What you can do is interrupt the thought loops, one micro-habit at a time. You can give your brain new patterns to follow. You can create tiny moments of relief that eventually become hours, then days, then a whole new life.
These 11 micro-habits aren’t magic. They’re just redirects. Speed bumps. Circuit breakers. But they work, if you keep doing them, even when it feels pointless.
One day, you’ll realize you’re not thinking about him anymore. You’re thinking about what you want for dinner, or a book you’re reading, or a conversation with a friend. Normal, boring, beautiful thoughts that have nothing to do with him.
That day is coming. Start with one micro-habit. Just one. And then do it again tomorrow.
Recommended Resources
Breaking the obsessive thought cycle requires consistent support and the right tools. These resources made a real difference in my recovery:
- Tiny Habits by BJ Fogg – The science behind why small behavior changes work when big ones fail.

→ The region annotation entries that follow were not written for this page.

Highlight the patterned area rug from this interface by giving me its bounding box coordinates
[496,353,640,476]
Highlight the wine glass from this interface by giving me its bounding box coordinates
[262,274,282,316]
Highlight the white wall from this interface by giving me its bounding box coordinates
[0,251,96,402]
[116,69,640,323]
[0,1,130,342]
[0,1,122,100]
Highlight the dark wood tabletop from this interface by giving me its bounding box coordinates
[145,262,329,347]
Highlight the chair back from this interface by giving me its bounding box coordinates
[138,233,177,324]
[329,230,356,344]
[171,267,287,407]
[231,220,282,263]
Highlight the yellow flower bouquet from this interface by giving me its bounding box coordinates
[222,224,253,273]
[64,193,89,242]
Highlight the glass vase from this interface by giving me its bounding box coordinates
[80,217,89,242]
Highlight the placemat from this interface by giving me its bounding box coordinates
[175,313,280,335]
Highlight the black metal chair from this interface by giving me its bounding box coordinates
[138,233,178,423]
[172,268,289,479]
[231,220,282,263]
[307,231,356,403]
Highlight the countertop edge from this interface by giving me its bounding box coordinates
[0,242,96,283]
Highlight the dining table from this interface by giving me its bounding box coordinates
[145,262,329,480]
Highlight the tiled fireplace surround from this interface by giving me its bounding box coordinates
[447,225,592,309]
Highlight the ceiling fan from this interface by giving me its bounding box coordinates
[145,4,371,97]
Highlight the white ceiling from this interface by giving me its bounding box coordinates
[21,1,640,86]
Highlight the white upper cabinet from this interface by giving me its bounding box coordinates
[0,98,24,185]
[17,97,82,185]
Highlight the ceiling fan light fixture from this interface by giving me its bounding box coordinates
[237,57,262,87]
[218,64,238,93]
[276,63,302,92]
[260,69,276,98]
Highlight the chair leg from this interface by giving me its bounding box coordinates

- Habit Tracker Journal – Track your micro-habits daily to see your progress over time.
- Stop Caretaking the Borderline or Narcissist by Margalis Fjelstad – Practical strategies for breaking unhealthy thought and behavior patterns.
You can’t control the thoughts that pop into your head. But you can control what you do with them. Start small. Stay consistent. Your brain will follow.